Principles for building streaming analytics systems

Designing streaming analytics and streaming data processing systems has its own nuances, its own problems, and its own technological stack. We talked about this in the next open lesson , which took place on the eve of the launch of the Data Engineer course.



At the webinar discussed:

• when streaming processing is needed;
• what elements are in SPOD, what tools can we use to implement these elements;
• how to build your own clickstream analysis system.

Lecturer - Egor Mateshuk , Senior Data Engineer at MaximaTelecom.

When is streaming needed? Stream vs Batch

First of all, we need to figure out when we need streaming, and when batch processing. Let us explain the strengths and weaknesses of these approaches.

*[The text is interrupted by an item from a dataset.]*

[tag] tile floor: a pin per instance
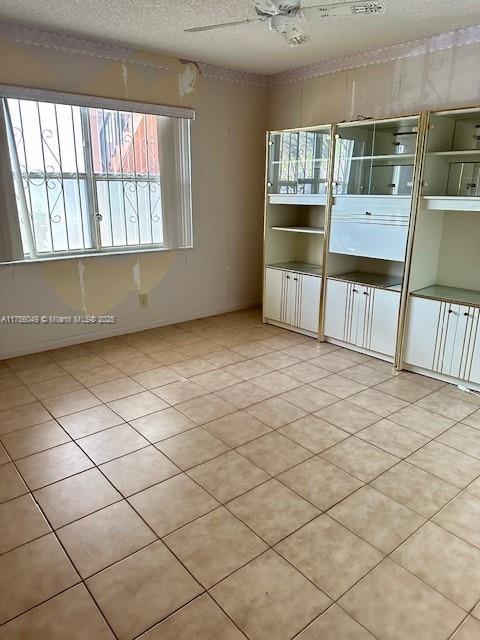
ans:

So, the disadvantages of batch processing:

• data is delivered with a delay. Since we have a certain period of calculations, then for this period we always lag behind real time. And the more iteration, the more we lag behind. Thus, we get a time delay, which in some cases is critical;
• peak load on iron is created. If we calculate a lot in batch mode, at the end of the period (day, week, month) we have a peak load, because you need to calculate a lot of things. What does this lead to? First, we begin to rest against limits, which, as you know, are not infinite. As a result, the system periodically runs to the limit, which often ends in failures. Secondly, since all these jobs start at the same time, they compete and are calculated quite slowly, that is, you can’t count on a quick result.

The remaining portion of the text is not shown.